Usando nuestro Cerebro y Corazón

A “flipbook” created by the ARTZ & Hunting Park community advisory group is bound by the stories & connections shared over the past year

— The title, “Usando nuestro Cerebro y Corazón”/”Using our Brains and our Hearts,” came from an ARTZ & Hunting Park community advisory group member named Ruby. We were brainstorming together about the direction of a future program for people living with dementia and their loved ones: “As long as we’re using our brains and our hearts…” she began. We’d been meeting as a group at Esperanza Health Center for several months. As advisory group members Ruby and Alba went to share the opportunity to be involved with members of their churches, they realized they needed to have more information in hand. They asked for a flyer to share that described the ARTZ & Hunting Park advisory group’s activities. Ultimately, we imagined that we’d build a monthly program or monthly series of events based on the interests and desires of the group— a program for themselves and other community members living with dementia or caring for someone with dementia. The flyers that tried to describe that goal didn’t capture what the project felt like: “building a program together” felt far more spare than we knew the process of meeting, talking, and reminiscing about what gives each of us joy to be. But how do you promote a program that isn’t developed yet? How do you describe the process of developing that program together that’s inviting to other community members who might enjoy being involved?

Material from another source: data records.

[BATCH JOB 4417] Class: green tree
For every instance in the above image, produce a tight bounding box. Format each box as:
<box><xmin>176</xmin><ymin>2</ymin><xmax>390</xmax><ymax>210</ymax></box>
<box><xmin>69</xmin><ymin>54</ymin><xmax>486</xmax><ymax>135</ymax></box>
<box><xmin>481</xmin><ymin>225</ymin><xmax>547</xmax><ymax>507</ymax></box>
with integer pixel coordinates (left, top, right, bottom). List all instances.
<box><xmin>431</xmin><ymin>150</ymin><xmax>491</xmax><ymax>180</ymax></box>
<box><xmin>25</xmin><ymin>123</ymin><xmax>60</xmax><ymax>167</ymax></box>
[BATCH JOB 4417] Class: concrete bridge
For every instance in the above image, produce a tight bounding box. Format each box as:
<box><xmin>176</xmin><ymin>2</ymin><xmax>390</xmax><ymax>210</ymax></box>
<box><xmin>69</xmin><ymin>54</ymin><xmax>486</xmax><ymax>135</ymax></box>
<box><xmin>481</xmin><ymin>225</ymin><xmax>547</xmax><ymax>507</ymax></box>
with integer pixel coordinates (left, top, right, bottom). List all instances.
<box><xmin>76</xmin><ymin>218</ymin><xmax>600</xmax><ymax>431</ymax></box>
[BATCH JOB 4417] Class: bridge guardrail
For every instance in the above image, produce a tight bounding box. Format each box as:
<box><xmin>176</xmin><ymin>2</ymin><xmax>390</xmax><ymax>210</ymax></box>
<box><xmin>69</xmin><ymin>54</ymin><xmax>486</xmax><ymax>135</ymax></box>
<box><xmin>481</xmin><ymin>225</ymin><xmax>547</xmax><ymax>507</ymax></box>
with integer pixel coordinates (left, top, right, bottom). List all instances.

The flipbook we created together is a guide and a stand-in for that flyer. During the past year of monthly and then bi-monthly meetings at Esperanza Health Center, it went from a description of the group to a short booklet in Spanish and English, to a 50 page bilingual softcover book (a form inspired by Madelyne’s Health promoter training from Esperanza.) You can view a e-booklet version of the full flipbook below:

ARTZ Philadelphia participants sit around a table and look through the flipbook

The flipbook captures the past year together as an advisory group in Hunting Park, from words that came out of conversations about trust, faith and memory, to stories shared about finding the joy in life’s challenges. It contains advisory group members’ stories about finding signs that a loved one or neighbor is experiencing memory loss, and other members’ stories about figuring out how to talk about that. Based on the group’s suggestions, the book also includes multi-sensory prompts and opportunities to be present and to remember together.

The artwork on the cover is by an artist and staff member at Esperanza named Jessica Gonzalez. The poem at the close is by our community liaison, Madelyne Groves. And toward the end of the flipbook, there are pages of photos— moments from the events that were inspired by group members’ answers to the question “what gives you joy?”